Boston Terriers are, first and foremost, terriers. And anyone interesting in buying or adopting a Boston Terrier should realize terriers can be strong willed and stubborn. They are also loving, intelligent, and great companions. I always encourage positive training methods, and Boston Terriers respond best to positive training methods such as clicker training.

Boston Terriers are companions. They are not outdoor dogs or dogs that can be left in a room by themselves. They are not very high energy dogs, but like all breeds they benefit greatly from having things to do, think about, and experience. I don’t see many Bostons in agility. Terriers love to work, and giving them a job, like agility, is a great way to let them learn and grow. Being terriers, a great deal of patience and repetition is needed to encourage them to have fun at dog sports.

Boston Terriers and Health

Boston Terriers have two health issues. First in their eyes. They have large, rather protruding, eyes. The Dog Guide on Boston Terriers recommends that they are never allowed to stick their heads out of a moving vehicle. I advise against this with all dogs, but it’s especially important with Bostons. Their eyes are too exposed and a Boston’s guardian needs to be aware of this.

The Boston Terrier also has a short nose. All short-nosed dogs can have trouble breathing, and Bostons, again, are no exception. Much of the time female Boston’s giving birth must have C-Sections because of the size of the head of their puppies.

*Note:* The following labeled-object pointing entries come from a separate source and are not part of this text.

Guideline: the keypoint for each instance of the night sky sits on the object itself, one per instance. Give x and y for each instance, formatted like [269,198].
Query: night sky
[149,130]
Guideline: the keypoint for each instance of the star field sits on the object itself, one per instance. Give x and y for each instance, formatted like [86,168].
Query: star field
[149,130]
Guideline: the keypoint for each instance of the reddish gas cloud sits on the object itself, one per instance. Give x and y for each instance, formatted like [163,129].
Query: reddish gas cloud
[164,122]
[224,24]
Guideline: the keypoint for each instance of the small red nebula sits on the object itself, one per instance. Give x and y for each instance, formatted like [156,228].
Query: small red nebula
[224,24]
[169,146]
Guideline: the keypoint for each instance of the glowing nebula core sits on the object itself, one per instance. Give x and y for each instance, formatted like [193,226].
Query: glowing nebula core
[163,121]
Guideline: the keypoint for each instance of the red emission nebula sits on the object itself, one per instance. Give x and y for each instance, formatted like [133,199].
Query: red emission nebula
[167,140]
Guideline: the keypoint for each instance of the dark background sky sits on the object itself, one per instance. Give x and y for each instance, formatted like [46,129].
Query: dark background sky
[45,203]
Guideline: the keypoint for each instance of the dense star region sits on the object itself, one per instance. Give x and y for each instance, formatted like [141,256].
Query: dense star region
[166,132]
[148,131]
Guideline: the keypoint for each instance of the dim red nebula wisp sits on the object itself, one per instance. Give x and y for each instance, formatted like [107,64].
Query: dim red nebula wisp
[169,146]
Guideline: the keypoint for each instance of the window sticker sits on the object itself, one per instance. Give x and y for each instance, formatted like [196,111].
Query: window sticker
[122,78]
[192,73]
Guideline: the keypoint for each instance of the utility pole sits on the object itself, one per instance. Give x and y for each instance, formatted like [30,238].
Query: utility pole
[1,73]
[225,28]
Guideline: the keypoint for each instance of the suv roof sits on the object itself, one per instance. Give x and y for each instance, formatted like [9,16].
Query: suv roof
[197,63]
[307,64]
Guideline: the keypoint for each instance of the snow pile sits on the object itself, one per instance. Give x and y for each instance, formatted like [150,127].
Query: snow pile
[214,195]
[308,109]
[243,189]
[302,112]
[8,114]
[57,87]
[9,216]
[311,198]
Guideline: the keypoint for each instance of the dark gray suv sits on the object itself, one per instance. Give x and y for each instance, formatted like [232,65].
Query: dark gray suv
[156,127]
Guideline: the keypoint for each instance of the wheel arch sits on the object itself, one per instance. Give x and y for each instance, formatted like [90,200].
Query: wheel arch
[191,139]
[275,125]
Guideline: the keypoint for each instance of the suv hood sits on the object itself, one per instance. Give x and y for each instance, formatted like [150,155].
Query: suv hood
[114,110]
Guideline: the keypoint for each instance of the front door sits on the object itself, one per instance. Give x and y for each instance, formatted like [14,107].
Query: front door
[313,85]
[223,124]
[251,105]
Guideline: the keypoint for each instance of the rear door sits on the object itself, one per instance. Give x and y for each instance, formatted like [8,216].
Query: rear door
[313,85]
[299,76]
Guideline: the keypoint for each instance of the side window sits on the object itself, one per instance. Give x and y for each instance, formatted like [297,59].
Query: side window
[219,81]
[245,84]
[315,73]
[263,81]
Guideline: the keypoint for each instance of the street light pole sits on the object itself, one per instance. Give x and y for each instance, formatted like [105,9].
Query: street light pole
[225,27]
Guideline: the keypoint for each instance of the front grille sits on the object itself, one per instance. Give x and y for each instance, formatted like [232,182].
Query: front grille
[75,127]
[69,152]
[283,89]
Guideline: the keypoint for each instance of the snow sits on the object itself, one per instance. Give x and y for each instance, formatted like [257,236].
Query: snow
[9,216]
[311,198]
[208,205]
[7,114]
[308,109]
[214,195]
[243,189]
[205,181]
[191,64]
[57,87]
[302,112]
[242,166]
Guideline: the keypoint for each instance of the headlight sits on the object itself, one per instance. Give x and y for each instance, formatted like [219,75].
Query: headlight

Breeding Boston Terriers requires careful research and care, and should not be taken on by anyone who is not a professional, responsible breeder interesting in the betterment of the breed, and willing to do extensive research into the dogs’ genetics.

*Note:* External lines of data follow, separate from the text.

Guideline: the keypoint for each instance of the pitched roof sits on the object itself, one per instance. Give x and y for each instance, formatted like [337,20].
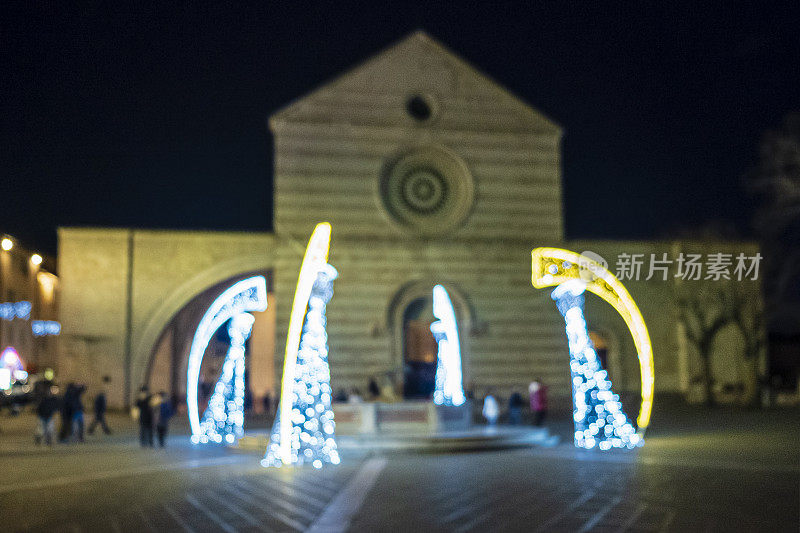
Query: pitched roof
[375,93]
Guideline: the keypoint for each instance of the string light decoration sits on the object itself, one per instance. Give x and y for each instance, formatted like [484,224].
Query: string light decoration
[449,389]
[247,295]
[312,437]
[224,416]
[554,266]
[597,411]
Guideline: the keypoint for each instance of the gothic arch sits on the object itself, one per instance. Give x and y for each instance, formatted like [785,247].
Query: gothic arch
[146,335]
[410,291]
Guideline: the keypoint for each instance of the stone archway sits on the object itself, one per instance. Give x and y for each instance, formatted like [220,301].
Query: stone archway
[146,336]
[404,297]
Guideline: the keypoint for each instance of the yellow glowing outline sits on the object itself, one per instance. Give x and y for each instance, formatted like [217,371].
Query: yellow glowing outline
[315,258]
[605,285]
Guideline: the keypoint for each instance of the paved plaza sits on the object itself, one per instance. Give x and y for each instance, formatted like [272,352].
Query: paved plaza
[704,470]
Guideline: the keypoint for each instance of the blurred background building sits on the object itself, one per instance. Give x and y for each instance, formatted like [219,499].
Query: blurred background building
[29,292]
[429,172]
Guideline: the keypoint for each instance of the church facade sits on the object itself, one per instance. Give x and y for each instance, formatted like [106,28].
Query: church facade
[429,173]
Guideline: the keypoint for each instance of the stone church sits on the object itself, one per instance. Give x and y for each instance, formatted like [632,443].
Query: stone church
[429,173]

Boston Terriers as Companions

Boston Terriers are great companion dogs. Being small, they can be apartment dogs that just need walks each day. They also have the potential to be good in dog sports like agility and obedience. Some Boston’s even do weight pulling. They are stout little dogs that love people, and are good with children.

If you are considering a Boston Terrier I hope you will consider rescue. If you see a Boston Terrier in a pet store, he most likely has come from a puppy mill. Boston’s, being small dogs, are more popular as puppy mill dogs. Puppy mills are horrible places where breeding dogs are left in cages and neglected all their lives. Please rescue, or find a reputable breeder.